I have a client that has requested that I install a booster pump in her home and this would be the first one that I have installed, so I was just making sure that after I charge my very good long time client her hard earned money for the installation and pump I want to make sure that it solves her problem. 
Here are the details:
1" copper service coming into the house 
3/4"x5/8" meter going to 3/4" copper
Risers are 3/4"
Wants better pressure in her upstairs shower
Service comes in through basement 
House is 20 years old 
All copper piping


----------



## DesertOkie (Jul 15, 2011)

That's a very good question.


----------



## justin (May 14, 2010)

if u follow directions we might help you. u are required to give an introduction. how do we know u are not a spy?


----------



## 130 PLUMBER (Oct 22, 2009)

http://www.plumbingzone.com/f3/why-post-intro-11368/


----------



## RealLivePlumber (Jun 22, 2008)

Call the township, ask them to turn up the pressure on their pumps.


----------



## Mississippiplum (Sep 30, 2011)

All yah need is 6 vertical multistage pumps, that'll get the pressure up to about 340 psi- should be plenty

sent from the jobsite porta-potty


----------



## grandpa (Jul 13, 2008)

The difference in pressure between the basement and a shower head on the second floor is only about 8 psi.

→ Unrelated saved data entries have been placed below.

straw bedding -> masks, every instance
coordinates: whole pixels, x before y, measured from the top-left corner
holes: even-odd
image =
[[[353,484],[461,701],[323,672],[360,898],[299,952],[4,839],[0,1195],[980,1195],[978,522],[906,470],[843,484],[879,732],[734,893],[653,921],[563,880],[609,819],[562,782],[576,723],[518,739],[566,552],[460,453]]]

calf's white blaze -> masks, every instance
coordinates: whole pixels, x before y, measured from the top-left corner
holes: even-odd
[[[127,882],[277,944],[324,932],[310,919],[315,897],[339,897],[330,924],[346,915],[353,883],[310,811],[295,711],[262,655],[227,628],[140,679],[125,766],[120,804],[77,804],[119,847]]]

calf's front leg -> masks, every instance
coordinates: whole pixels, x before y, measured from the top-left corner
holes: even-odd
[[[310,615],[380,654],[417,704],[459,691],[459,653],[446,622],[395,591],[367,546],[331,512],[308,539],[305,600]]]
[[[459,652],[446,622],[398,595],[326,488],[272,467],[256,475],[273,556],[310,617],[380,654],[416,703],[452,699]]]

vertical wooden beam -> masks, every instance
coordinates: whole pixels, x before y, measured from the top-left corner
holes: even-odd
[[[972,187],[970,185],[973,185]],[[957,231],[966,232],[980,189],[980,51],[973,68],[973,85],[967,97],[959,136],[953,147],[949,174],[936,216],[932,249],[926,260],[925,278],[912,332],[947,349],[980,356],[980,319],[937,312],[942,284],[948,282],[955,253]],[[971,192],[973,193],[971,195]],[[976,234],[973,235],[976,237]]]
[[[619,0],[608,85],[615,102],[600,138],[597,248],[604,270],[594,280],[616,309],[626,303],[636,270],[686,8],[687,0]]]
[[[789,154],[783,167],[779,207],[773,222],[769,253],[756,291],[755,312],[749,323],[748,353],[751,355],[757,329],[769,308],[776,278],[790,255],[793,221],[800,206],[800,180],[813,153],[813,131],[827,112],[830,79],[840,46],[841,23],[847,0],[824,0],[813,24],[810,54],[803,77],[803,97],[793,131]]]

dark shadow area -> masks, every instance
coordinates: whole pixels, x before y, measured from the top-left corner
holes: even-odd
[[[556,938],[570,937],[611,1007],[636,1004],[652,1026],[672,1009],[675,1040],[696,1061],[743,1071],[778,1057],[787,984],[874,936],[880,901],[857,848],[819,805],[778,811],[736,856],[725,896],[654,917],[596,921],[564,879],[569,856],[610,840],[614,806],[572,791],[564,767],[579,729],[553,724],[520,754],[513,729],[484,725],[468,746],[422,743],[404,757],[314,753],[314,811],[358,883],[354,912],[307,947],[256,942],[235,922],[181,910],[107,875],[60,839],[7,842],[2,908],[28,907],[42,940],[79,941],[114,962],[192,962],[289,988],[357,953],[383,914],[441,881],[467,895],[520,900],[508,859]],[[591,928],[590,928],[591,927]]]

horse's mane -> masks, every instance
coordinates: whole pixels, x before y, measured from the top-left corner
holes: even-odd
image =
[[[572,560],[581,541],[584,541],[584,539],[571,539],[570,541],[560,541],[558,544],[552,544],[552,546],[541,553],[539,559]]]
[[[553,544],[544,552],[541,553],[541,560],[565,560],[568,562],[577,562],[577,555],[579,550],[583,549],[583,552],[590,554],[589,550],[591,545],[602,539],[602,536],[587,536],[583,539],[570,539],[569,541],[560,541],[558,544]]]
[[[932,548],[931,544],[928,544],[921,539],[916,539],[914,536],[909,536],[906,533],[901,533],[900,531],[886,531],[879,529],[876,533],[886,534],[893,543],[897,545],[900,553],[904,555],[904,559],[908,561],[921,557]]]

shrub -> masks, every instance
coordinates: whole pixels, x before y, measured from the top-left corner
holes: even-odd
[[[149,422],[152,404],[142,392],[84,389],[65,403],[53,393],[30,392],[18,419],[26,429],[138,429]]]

There may be other issues here, and a pump is not the first thing I would look to.


----------



## love2surf927 (Dec 22, 2011)

Just take the shower head off, attach a short section of garden hose, and put on one of these, every good plumber knows this trick. This is what I do on all my custom showers.:thumbsup:


http://www.sears.com/shc/s/p_10153_...19x00001a&ci_src=14110944&ci_sku=SPM665642901


----------



## RW Plumbing (Aug 16, 2010)

If you partially block off the pipe at the meter, it will raise the pressure of the incoming water because of the restriction. I always use a bit of hydroplug cement.


----------



## OldSchool (Jan 30, 2010)

Put a holding tank in the attic the added pressure from gravity will increase the pressure


----------



## walker426 (Oct 17, 2011)

Jam base said:


> Hope everything is going well for all.
> 
> I have a client that has requested that I install a booster pump in her home and this would be the first one that I have installed, so I was just making sure that after I charge my very good long time client her hard earned money for the installation and pump I want to make sure that it solves her problem.
> Here are the details:
> ...


Check the curb stop


----------